There’s a number of ways to make a budget. You might sit down with your clients, plan out the next 12 months, draft a budget, and repeat this process once a year. If you’re looking for a way to get your clients timelier and more strategic information, consider helping them develop a rolling budget.
You might traditionally have met with your client in September to approve an annual budget covering January through December. To start developing a rolling budget plan, you want to meet with your client at the end of January (after one month of the budget period has passed) and have your client prepare an additional budget to add for the following January. Your client now has a 12-month budget covering February through next January. After each month passes, your client adds one more month of budgeted information to roll into an annual budget.
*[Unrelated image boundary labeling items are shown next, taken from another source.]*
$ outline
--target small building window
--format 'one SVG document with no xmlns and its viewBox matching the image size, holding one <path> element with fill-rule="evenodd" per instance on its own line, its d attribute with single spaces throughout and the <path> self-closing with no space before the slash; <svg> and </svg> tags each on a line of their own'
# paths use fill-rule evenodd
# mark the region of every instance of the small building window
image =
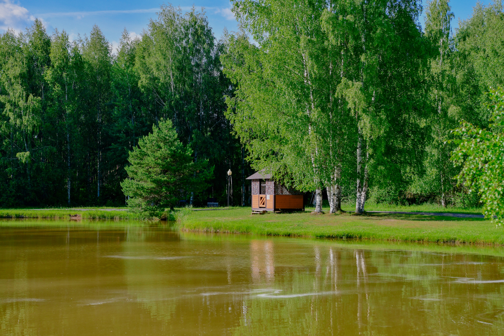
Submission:
<svg viewBox="0 0 504 336">
<path fill-rule="evenodd" d="M 264 180 L 259 180 L 259 193 L 261 195 L 266 194 L 266 181 Z"/>
</svg>

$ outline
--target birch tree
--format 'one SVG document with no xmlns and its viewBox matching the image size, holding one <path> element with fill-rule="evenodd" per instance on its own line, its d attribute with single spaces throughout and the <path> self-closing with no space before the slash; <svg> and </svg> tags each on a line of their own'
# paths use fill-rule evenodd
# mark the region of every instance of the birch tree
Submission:
<svg viewBox="0 0 504 336">
<path fill-rule="evenodd" d="M 77 45 L 69 40 L 64 30 L 57 30 L 52 36 L 50 51 L 51 66 L 45 74 L 50 88 L 52 103 L 51 112 L 58 116 L 64 125 L 66 140 L 67 201 L 70 206 L 72 185 L 71 134 L 75 128 L 77 112 L 81 103 L 79 85 L 82 78 L 83 63 Z"/>
</svg>

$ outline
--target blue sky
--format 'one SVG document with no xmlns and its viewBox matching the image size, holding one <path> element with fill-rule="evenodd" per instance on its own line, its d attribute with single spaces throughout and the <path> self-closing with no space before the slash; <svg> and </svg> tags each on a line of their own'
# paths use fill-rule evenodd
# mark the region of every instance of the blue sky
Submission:
<svg viewBox="0 0 504 336">
<path fill-rule="evenodd" d="M 455 14 L 454 23 L 458 19 L 469 17 L 477 0 L 452 0 L 450 5 Z M 488 4 L 489 0 L 484 0 Z M 426 0 L 423 1 L 424 6 Z M 54 28 L 65 29 L 71 38 L 78 34 L 84 35 L 98 25 L 109 42 L 117 45 L 124 28 L 133 36 L 140 35 L 147 27 L 149 19 L 156 16 L 156 12 L 163 2 L 159 0 L 0 0 L 0 32 L 8 27 L 16 31 L 24 30 L 31 24 L 35 18 L 42 19 L 48 32 Z M 173 0 L 174 6 L 180 6 L 184 11 L 194 5 L 197 9 L 206 9 L 214 34 L 218 38 L 224 27 L 230 31 L 237 30 L 237 22 L 231 12 L 229 0 Z M 420 19 L 423 23 L 423 15 Z"/>
</svg>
There’s a number of benefits to rolling budgets. Your clients will be more prepared and less likely to encounter business surprises. A rolling budget holds them more accountable because they’re forced to look at their budget every month. Although it takes more time to prepare, a rolling budget doesn’t leave your clients feeling the burden of preparing an annual budget all at one time.
A rolling budget also offers a way to make smarter business decisions. Traditional budgets may typically leave some of your client’s departments thinking they can spend more money at the end of the budget cycle out of fear they may lose this money next year. Under a rolling budget, there is no end, so your client’s staff is less likely to spend money just because they have it.
To use a rolling budget, your clients first need an annual budget. Then, help them stay accountable by adding incremental budgets for each period that passes. By always adding onto their original budget, your clients are in a position to be flexible and have a forward-looking plan.